Year Twelve - What Remains
Twelve years.
I thought I would miss her the same way forever. The acute, breathtaking absence of the first year. But grief isn’t a straight line. It changes shape.
She doesn’t come to me in longing anymore. She’s in Lila’s face when she sleeps, in the certainty that the two of them would have been conspirators in every shopping mall from here to Mumbai.
I don’t miss her the way I used to.
I miss what could have been.
She had her forties and most of her fifties. What she didn’t get were her sixties and seventies. The slower decades, where I imagine she might have finally put herself first.
She didn’t know how to stop. Even when she was exhausted, she kept going. We fought about that. I wish we had more time to repair what those fights left behind.
Now it’s grandmothers in grocery stores that undo me. The unhurried way they love. That’s the grief now. Not her absence from my past, but from this life. From what was supposed to come next.
The last twelve months were about asking what it means to stop an ancestral pattern. To stop being burdened and start being blessed.
I was brought back to an old darkness. Not new, not unfamiliar. Just something I thought I had outrun.
And then I did what she never let herself do.
I stopped.
I asked for help.
I stepped away from the life I had been maintaining and found my way back to myself.
Depression and anxiety live in my body the way they lived in hers. Unnamed. Unexamined. She didn’t get to put it down.

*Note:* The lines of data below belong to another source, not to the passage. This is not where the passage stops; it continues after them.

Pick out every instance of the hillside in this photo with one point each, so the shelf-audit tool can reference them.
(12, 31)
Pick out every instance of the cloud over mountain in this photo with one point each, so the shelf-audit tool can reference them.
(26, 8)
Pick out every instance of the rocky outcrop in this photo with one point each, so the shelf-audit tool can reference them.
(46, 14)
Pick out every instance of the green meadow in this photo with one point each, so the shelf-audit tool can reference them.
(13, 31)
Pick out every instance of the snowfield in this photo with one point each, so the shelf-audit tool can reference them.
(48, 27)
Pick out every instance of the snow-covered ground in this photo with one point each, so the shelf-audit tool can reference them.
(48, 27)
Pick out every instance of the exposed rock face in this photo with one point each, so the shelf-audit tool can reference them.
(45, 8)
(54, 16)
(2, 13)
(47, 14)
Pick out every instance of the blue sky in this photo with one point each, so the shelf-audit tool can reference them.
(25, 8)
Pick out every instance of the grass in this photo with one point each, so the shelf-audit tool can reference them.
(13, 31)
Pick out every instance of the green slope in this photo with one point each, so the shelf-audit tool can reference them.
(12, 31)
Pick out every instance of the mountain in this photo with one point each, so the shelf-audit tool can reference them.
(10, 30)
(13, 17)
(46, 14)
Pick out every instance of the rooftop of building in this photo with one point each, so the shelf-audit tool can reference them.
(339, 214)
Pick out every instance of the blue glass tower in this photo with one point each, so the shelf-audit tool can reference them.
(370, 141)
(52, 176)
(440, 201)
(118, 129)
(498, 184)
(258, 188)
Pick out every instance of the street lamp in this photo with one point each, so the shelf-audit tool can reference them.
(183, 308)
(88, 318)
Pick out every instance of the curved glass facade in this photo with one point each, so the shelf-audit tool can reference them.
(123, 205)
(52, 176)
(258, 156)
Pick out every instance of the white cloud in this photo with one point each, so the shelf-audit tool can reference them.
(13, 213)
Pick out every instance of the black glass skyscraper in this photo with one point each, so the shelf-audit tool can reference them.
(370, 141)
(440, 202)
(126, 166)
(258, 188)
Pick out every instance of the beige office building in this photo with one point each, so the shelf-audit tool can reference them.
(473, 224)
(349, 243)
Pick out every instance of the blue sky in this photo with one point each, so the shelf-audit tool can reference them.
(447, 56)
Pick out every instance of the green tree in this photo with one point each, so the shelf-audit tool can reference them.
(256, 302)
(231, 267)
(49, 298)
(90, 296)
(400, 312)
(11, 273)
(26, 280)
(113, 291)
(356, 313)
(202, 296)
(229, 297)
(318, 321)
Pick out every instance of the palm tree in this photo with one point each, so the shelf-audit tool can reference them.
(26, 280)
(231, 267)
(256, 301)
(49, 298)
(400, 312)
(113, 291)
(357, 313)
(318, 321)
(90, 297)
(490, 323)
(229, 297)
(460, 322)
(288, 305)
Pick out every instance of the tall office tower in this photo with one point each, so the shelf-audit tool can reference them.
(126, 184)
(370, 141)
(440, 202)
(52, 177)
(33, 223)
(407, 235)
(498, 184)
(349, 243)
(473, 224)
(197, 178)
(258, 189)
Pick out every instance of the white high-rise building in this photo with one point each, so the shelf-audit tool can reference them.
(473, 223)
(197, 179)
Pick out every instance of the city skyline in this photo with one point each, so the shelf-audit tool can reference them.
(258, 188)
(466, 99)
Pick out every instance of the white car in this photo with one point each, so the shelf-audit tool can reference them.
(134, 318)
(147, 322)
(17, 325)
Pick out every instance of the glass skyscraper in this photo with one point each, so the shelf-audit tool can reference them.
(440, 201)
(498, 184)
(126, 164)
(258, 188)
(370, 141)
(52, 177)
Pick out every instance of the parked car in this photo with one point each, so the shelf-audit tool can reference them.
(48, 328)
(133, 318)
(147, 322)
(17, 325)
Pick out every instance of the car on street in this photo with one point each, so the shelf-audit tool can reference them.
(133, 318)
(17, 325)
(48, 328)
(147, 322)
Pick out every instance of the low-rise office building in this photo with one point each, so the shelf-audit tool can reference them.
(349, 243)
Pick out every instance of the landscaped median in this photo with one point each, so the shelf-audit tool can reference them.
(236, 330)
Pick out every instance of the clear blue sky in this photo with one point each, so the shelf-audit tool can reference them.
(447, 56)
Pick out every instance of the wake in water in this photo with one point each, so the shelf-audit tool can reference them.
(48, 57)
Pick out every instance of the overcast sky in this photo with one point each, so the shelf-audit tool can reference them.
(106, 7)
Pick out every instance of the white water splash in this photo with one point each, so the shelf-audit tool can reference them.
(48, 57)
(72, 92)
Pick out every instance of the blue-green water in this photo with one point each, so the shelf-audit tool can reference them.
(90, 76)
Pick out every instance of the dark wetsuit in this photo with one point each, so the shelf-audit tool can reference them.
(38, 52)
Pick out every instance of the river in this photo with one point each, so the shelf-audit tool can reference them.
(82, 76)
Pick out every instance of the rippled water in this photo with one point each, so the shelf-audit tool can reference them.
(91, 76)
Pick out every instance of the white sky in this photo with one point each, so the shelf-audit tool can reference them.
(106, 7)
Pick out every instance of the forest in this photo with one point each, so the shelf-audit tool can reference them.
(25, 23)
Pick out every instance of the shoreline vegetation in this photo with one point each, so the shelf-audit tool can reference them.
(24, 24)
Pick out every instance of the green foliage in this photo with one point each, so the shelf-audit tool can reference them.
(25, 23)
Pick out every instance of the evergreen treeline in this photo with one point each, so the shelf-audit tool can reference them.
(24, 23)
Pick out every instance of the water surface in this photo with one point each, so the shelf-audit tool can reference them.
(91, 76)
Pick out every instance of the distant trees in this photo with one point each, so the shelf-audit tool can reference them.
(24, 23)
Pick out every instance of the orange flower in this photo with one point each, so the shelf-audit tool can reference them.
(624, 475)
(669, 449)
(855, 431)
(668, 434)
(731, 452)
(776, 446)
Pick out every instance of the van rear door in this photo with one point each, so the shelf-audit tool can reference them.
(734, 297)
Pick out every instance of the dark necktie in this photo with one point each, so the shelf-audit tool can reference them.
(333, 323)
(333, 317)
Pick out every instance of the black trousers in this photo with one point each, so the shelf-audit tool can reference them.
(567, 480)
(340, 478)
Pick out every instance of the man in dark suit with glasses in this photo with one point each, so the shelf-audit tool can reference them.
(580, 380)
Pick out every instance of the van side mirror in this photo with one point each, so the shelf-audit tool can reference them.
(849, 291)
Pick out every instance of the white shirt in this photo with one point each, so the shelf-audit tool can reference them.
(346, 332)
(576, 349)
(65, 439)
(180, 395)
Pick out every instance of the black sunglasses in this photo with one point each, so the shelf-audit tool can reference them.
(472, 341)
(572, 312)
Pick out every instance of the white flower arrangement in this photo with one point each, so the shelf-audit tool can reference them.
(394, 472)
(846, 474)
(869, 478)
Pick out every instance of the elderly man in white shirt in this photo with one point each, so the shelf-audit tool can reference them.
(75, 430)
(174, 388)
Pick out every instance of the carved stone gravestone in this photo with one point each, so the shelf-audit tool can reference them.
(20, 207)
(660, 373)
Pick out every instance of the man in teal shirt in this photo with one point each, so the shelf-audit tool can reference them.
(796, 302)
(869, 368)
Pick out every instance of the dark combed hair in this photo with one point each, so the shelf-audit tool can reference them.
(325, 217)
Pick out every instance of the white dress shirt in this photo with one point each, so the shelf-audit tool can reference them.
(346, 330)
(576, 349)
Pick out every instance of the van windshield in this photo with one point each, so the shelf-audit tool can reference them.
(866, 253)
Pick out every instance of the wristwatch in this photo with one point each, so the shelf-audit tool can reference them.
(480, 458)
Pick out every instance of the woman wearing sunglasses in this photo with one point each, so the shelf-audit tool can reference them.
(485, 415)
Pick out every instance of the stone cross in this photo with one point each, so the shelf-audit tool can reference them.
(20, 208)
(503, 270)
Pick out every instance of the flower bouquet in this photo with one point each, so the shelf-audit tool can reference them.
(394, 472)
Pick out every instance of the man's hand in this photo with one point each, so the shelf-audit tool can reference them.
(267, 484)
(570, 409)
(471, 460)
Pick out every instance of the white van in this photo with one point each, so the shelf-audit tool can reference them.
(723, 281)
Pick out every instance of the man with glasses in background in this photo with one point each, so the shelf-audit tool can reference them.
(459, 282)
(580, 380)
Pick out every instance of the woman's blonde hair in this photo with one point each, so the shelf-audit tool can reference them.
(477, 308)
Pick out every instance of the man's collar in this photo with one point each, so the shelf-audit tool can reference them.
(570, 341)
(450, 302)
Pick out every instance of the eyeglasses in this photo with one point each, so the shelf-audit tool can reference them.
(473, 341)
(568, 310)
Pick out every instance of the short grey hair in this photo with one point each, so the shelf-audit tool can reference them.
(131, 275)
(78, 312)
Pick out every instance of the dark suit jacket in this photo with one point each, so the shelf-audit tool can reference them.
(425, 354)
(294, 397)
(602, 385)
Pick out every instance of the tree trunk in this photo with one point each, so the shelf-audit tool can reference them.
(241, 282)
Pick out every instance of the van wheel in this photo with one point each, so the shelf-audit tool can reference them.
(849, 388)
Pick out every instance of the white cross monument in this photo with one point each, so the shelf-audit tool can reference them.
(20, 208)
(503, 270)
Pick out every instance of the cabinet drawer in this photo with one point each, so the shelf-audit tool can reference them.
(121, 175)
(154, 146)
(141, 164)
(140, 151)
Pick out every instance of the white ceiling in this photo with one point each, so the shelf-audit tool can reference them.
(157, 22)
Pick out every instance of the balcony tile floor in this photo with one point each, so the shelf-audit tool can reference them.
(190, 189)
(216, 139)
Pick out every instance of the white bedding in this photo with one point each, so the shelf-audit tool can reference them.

I am putting mine down. Using the tools I’ve gained to break patterns and shape a life that can hold the next five decades.
I’ve been drawn to kintsugi. Broken pottery repaired with gold. The cracks aren’t hidden. They become the most beautiful part.
This year, I realized I was holding the pieces. Not just my own, but the fragments of us. What we lost. What fractured. What never had the chance to become.
I had been waiting for something to feel whole again. Instead, I began to shape it.
There isn’t a return. Only a new form needs to be made.
I became the potter.
Not to erase the breaks, but to reimagine them. To recreate what I have now. To bring together what still remains and decide, with care, what it can become.
My parents brought people together through ritual, preparation, gathering, and the devotion embedded in each. We do it differently now, without the form but with the same instinct. Food, long conversations, the kind of laughter that loosens something. People leave more of themselves than when they arrived.
The tradition didn’t break. It translated.
For a long time, I measured myself against an inheritance I couldn’t fully replicate. The language. The rituals. The unbroken thread I imagined was supposed to pass from my mother to me to Lila, intact, recognizable, continuous.
Lila doesn’t speak Gujarati. She prefers Christmas to Diwali. Ballet to Bharatnatyam. She is, in almost every visible way, not what I pictured when I pictured passing something down.
But I think I confused transmission with transformation.
My mother didn’t hand me something finished. She handed me a way of moving through the world. I see it now in the way I let Lila go toward a life I can’t fully picture, and feel, underneath the worry, something that looks like trust.
Connection isn’t language, food, or geography. Its presence. It’s leaving someone more themselves than when you arrived.
She is not absent from any of this.
She’s in my dad’s laugh.
In Thomas’s quiet humor.
In Lila’s becoming.
In every relationship, I’ve had the courage to repair or release.
The cracks are still there.
So is she.
We have walked through so many thresholds. She couldn’t follow me through all of them. But what she made in me could.
Love is the making and remaking, over and over, of something built to hold.
Here’s to what remains. Here’s to what’s still ahead.
Twelve years later, I finally understand it.